Les robo-advisors, que l’on appelle plus communément les conseillers-robots, ont débarqué sur le marché financier français depuis maintenant trois ans. Bien qu’encore confidentiels, les professionnels de la gestion de patrimoine ont émis de nombreux débats et polémiques sur son sujet. La véritable question à se poser à ce jour est de savoir s’il s’agit d’une menace ou d’un partenaire pour les cabinets de gestion de patrimoine ?

A quoi sert un robo-advisor ?

Un robo-advisor est un service en ligne qui permet des services de gestion de patrimoine avec une intervention humaine qui est limitée. Cela inclue des frais moins élevés et une simplification des conseils. Il permet de proposer des portefeuilles en ligne avec deux types de gestion : la gestion conseillée et la gestion déléguée. Cependant, il reste encore confidentiel du grand public. Il pourrait servir pour des cabinets de gestion en patrimoines tels qu’Agora Finance ou tout autre structure capable de l’accueillir.

Menace ou partenaire ?

Différentes études ont été réalisées en 2015 afin de connaître l’avis des cabinets de gestion de patrimoine sur l’arrivée de ces robo-advisors. 34% d’entre eux anticipaient un impact négatif sur leur business, 43% sont restés neutres tandis que seulement 23% émettaient un avis positif.

La petite majorité de ce sondage expliquait que ces robo-advisors pouvaient être d’une réelle aide dans le développement de leur activité, leur permettant d’atteindre le grand public.

Cette année, une nouvelle étude a été lancée et le résultat est sans appel puisque désormais, 61% des CGPI ont déclaré que cette innovation pouvait être une réelle opportunité. En effet, ils pensent que l’avenir de leur métier passe avant tout par la technologie et le digital, bien que rien ne remplace le contact physique avec leur client. Les robo-advisors pourraient alors être une option complémentaire à proposer aux clients. Pour les petites structures ne pouvant pas embaucher de personnes supplémentaires, cette innovation représenterait un gain de temps considérable pour les allocations d’actifs. De nombreux atouts ont été cités comme la génération des alertes, la proposition d’action de rééquilibrage du portefeuille, le suivi du pilotage automatique ou encore l’élaboration du portefeuille de supports.
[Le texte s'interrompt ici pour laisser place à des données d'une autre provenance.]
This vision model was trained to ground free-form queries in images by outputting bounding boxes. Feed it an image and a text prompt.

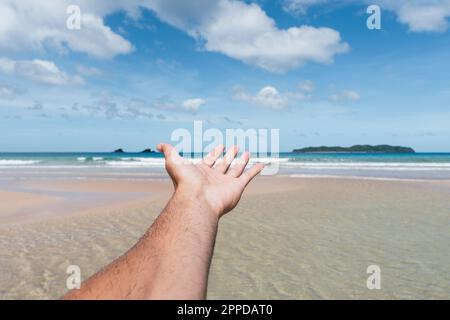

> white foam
[0,160,41,166]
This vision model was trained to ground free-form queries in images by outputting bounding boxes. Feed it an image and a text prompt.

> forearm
[65,190,218,299]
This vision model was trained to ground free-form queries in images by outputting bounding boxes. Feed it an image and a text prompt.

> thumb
[156,143,182,162]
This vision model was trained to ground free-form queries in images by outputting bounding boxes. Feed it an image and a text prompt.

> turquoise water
[0,152,450,179]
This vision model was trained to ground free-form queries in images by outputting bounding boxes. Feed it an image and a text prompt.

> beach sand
[0,177,450,299]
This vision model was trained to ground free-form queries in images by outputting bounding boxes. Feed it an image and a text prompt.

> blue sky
[0,0,450,151]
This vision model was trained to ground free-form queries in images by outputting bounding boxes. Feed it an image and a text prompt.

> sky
[0,0,450,152]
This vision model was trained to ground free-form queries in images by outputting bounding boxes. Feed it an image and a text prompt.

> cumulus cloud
[76,65,102,77]
[330,90,361,102]
[283,0,450,32]
[233,86,288,110]
[152,96,206,112]
[181,98,206,112]
[298,80,314,93]
[0,84,26,100]
[0,0,349,72]
[0,0,137,58]
[283,0,327,15]
[379,0,450,32]
[28,101,44,111]
[172,0,349,72]
[0,58,84,85]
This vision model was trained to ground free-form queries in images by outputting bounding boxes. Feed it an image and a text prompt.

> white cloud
[379,0,450,32]
[152,96,206,112]
[330,90,361,102]
[0,0,132,58]
[0,58,84,85]
[0,0,349,72]
[233,86,288,110]
[0,87,16,100]
[77,65,102,77]
[283,0,327,15]
[283,0,450,32]
[181,98,206,112]
[298,80,314,93]
[141,0,349,72]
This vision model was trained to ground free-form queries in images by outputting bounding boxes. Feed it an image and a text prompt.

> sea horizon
[0,152,450,180]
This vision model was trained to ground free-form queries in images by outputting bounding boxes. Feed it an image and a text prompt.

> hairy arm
[63,145,263,299]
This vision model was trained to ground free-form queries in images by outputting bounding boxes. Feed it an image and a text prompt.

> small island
[292,144,416,153]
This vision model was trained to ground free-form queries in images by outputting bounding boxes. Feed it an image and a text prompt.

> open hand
[157,143,264,217]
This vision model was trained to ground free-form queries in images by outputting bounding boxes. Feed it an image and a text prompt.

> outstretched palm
[158,144,264,216]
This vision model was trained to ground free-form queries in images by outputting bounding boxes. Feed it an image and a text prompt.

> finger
[156,143,183,163]
[227,152,250,178]
[216,146,239,173]
[203,144,224,167]
[239,163,265,185]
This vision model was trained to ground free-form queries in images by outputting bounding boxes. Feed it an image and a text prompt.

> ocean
[0,152,450,180]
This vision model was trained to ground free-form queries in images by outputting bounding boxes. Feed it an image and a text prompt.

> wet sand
[0,177,450,299]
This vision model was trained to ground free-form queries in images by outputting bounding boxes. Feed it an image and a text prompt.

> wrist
[172,185,222,224]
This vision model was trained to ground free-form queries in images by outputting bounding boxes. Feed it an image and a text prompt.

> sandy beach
[0,177,450,299]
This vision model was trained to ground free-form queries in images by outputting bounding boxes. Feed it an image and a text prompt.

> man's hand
[64,144,263,299]
[157,144,264,218]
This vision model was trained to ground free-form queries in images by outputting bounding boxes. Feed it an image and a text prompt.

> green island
[292,144,415,153]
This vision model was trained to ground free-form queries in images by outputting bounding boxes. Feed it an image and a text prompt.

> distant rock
[292,144,416,153]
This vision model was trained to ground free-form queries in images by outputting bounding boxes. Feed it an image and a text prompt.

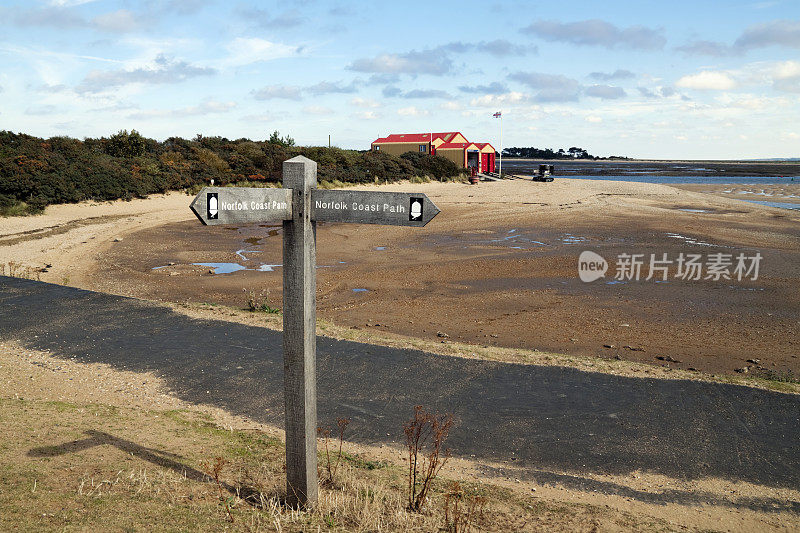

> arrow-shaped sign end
[422,195,442,226]
[189,188,208,226]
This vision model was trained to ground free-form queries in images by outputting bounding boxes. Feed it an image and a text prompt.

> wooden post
[283,156,319,507]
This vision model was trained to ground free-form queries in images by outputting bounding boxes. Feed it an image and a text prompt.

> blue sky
[0,0,800,159]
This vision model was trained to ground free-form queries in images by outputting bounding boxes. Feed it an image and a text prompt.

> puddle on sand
[666,233,730,248]
[744,200,800,210]
[236,248,261,261]
[561,233,588,244]
[192,263,247,274]
[151,263,283,274]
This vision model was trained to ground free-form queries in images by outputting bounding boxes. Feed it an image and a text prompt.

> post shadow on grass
[27,429,276,507]
[0,276,800,489]
[28,429,211,482]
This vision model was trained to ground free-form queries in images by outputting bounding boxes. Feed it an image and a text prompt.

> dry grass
[169,302,800,394]
[0,261,42,281]
[0,399,642,531]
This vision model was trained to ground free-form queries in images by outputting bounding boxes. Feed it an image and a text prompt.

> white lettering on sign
[340,202,406,213]
[314,200,347,211]
[219,200,289,211]
[250,200,288,211]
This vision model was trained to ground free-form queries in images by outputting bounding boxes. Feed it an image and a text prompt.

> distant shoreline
[503,156,800,167]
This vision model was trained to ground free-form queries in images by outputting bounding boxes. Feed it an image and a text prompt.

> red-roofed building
[371,131,495,172]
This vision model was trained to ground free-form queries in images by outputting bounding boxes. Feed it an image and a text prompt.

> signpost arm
[283,156,318,507]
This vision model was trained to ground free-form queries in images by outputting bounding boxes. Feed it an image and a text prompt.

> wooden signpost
[190,156,439,507]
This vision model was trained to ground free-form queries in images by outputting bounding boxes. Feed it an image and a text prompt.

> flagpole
[500,109,503,178]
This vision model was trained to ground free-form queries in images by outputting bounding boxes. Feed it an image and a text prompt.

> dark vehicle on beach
[532,165,555,181]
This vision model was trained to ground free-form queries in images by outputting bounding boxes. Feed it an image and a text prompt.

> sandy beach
[0,178,800,377]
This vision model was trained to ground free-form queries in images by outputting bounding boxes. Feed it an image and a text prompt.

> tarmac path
[0,276,800,504]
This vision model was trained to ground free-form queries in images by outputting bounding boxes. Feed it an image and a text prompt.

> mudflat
[0,178,800,376]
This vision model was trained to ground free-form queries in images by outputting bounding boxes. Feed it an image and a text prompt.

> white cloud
[253,85,302,100]
[128,99,236,119]
[303,105,333,116]
[675,70,736,91]
[220,37,299,67]
[774,60,800,80]
[353,111,380,120]
[439,100,463,111]
[49,0,97,7]
[350,96,381,109]
[92,9,141,33]
[469,91,528,107]
[75,55,216,94]
[347,50,453,76]
[397,105,429,117]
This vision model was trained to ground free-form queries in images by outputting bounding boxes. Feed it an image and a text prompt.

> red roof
[372,131,460,144]
[437,143,473,150]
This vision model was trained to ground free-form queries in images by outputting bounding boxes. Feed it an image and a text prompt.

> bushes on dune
[0,130,461,215]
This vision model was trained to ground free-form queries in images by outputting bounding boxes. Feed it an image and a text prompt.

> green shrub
[0,130,462,214]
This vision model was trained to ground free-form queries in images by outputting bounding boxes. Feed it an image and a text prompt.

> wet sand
[12,178,788,377]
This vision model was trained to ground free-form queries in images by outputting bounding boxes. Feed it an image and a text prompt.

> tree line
[503,146,628,160]
[0,130,462,214]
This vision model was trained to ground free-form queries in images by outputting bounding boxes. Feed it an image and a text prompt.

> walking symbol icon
[408,196,422,220]
[207,192,219,220]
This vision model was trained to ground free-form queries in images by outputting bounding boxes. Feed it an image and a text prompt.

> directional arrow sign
[189,187,292,226]
[190,156,439,507]
[311,189,439,226]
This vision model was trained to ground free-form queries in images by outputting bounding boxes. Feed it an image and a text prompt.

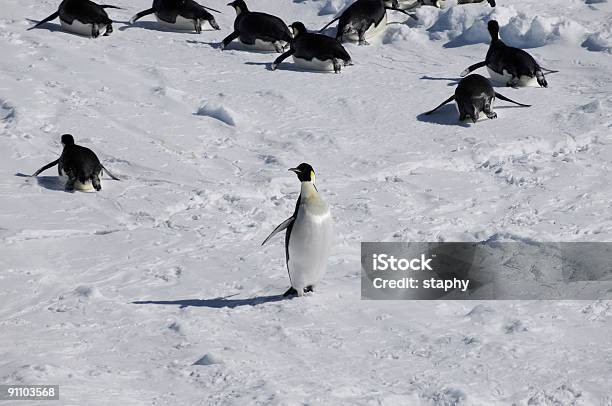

Pour les autres, qui le considèrent comme une menace, ils pensent que des conséquences néfastes vont se faire ressentir comme la perte de la relation avec le client, la dégradation de la relation de service mais également une désorganisation des marchés financiers à cause de l’importance des flux engendrés.

Pour l’instant, les robo-advisors sont encore considérés comme une solution qui peut être complémentaire pour construire et préparer sa future clientèle mais ils ne doivent en aucun cas remplacer le métier de CGPI.